秦陆沿著青石小径向上,越深入后山,那股微弱的灵气异样感便愈发清晰。
    古木参天,枝叶蔽日,只漏下些斑驳的光点。
    蝉鸣鸟叫都远了,只剩下他的脚步声和风吹树叶的沙沙声。
    转过一处生满青苔的峭壁,眼前豁然开朗。
    不大的空地上,一块光滑平坦的青色巨石如天然蒲团般矗立中央。
    而石上,盘膝坐著一个身影。
    这是个约莫十四五岁的少年,洗得发白的粗布短衫上打著补丁,身形单薄,皮肤黝黑粗糙。
    他双眼紧闭,眉头微蹙,双手结著一个生涩彆扭的印诀搁在膝上,胸膛隨著呼吸起伏。
    真正让秦陆瞳孔骤缩的,不是这笨拙的姿势。
    而是少年周身!
    在他炼气期的灵觉下,分明“看”到一丝丝稀薄到几乎消散的天地灵气,正被少年那极其笨拙的功法牵引著,断断续续地匯入其头顶百会穴!
    炼气一层!
    秦陆心头剧震!
    在这灵气荒漠的地方,居然还有修士?!
    他强行压下惊涛骇浪,面上不动声色,甚至刻意收敛了自身那点微末灵力,像个偶然踱步到此的富家翁。
    轻咳一声,他踱步上前。
    “咳咳……后山景致,果然清幽,小友也在此静心?”
    盘坐的少年猛地睁眼,眸子里闪过惊惶与山野少年特有的警惕,兔子般从青石上跳下,下意识后退半步,快速打量著秦陆。
    见对方衣著华贵,面容和善,少年紧绷的神经稍松,但戒备仍在。
    “这位……老爷。”
    少年声音乾涩,带著浓重乡音,侷促地行了个不標准的礼:“俺……在这儿歇歇脚。”
    “哦?”
    秦陆笑容温和,走近几步,目光似不经意扫过少年方才的位置:
    “老夫秦陆,今日来寺中祈福,隨意走走。小友方才打坐,可是在修习吐纳导引,以求强身?”

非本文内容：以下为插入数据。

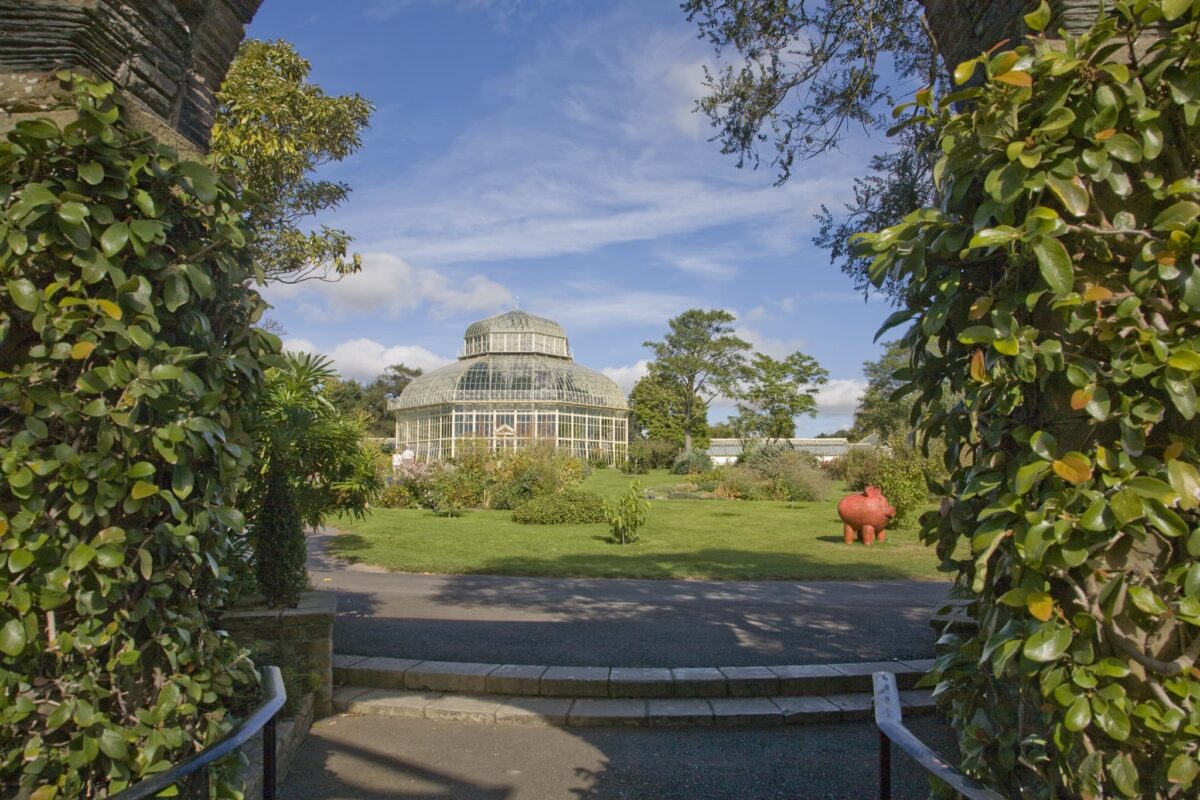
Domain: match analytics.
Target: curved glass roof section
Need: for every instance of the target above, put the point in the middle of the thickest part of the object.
(511, 377)
(514, 356)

    少年听到“秦陆”二字,眼神微闪,觉得耳熟,一时却想不起。
    见对方和蔼,又提到强身,警惕再卸几分,挠挠头,带著山民的靦腆:
    “回秦老爷,算……算是吧。几个月前,俺在这附近採药,不小心跌下了崖……”
    少年名叫林风。
    他讲起他的奇遇,跌落悬崖大难不死,困在一个隱蔽山洞。
    洞里有一具枯骨,旁边散落几枚温润玉片。
    饿昏头乱摸时,一枚玉片贴上额头,剎那间,一股庞大信息涌入脑中,是一部叫引气基础篇的东西。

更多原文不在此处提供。